Finaly note that we are using the MATERIALIZE VIEWS clause of pgloader: the selected views here will be migrated over to PostgreSQL with their contents.
It’s possible to use the MATERIALIZE VIEWS clause and give both the name and the SQL (in MySQL dialect) definition of view, then pgloader creates the view before loading the data, then drops it again at the end.
Loading the data
Let’s start the pgloader command with our sakila.load command file:
$ pgloader sakila.load
... LOG Starting pgloader, log system is ready.
... LOG Parsing commands from file "/Users/dim/dev/pgloader/test/sakila.load"

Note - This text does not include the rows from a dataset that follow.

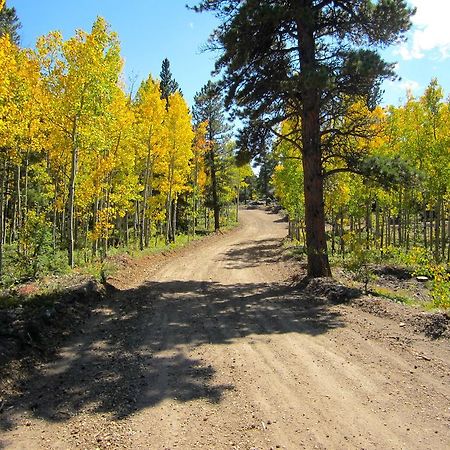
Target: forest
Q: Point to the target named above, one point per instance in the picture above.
(394, 207)
(89, 167)
(261, 261)
(86, 167)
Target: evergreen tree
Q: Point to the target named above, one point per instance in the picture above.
(306, 60)
(9, 23)
(209, 107)
(168, 85)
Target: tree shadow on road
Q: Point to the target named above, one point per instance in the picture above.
(253, 253)
(137, 351)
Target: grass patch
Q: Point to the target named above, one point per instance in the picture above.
(402, 297)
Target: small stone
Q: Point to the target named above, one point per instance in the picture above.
(422, 278)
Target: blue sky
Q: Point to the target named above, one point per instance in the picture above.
(151, 30)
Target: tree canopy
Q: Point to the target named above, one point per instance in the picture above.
(307, 61)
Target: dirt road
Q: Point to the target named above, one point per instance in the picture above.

<WARNING: table "xxx" does not exists have been edited away>
table name read imported errors time
---------------------- --------- --------- --------- --------------
before load 1 1 0 0.007s
fetch meta data 45 45 0 0.402s
create, drop 0 36 0 0.208s
---------------------- --------- --------- --------- --------------
actor 200 200 0 0.071s
address 603 603 0 0.035s
category 16 16 0 0.018s
city 600 600 0 0.037s
country 109 109 0 0.023s
customer 599 599 0 0.073s
film 1000 1000 0 0.135s
film_actor 5462 5462 0 0.236s
film_category 1000 1000 0 0.070s
film_text 1000 1000 0 0.080s
inventory 4581 4581 0 0.136s
language 6 6 0 0.036s
payment 16049 16049 0 0.539s
rental 16044 16044 0 0.648s
staff 2 2 0 0.041s
store 2 2 0 0.036s
film_list 997 997 0 0.247s
staff_list 2 2 0 0.135s
Index Build Completion 0 0 0 0.000s
---------------------- --------- --------- --------- --------------
Create Indexes 41 41 0 0.964s
Reset Sequences 0 1 0 0.035s
Foreign Keys 22 22 0 0.254s
---------------------- --------- --------- --------- --------------
Total import time 48272 48272 0 3.502s
The WARNING messages we see here are expected as the PostgreSQL database is empty when running the command, and pgloader is using the SQL commands DROP TABLE IF EXISTS when the given command uses the include drop option.
Note that the output of the command has been edited to facilitate its browsing online.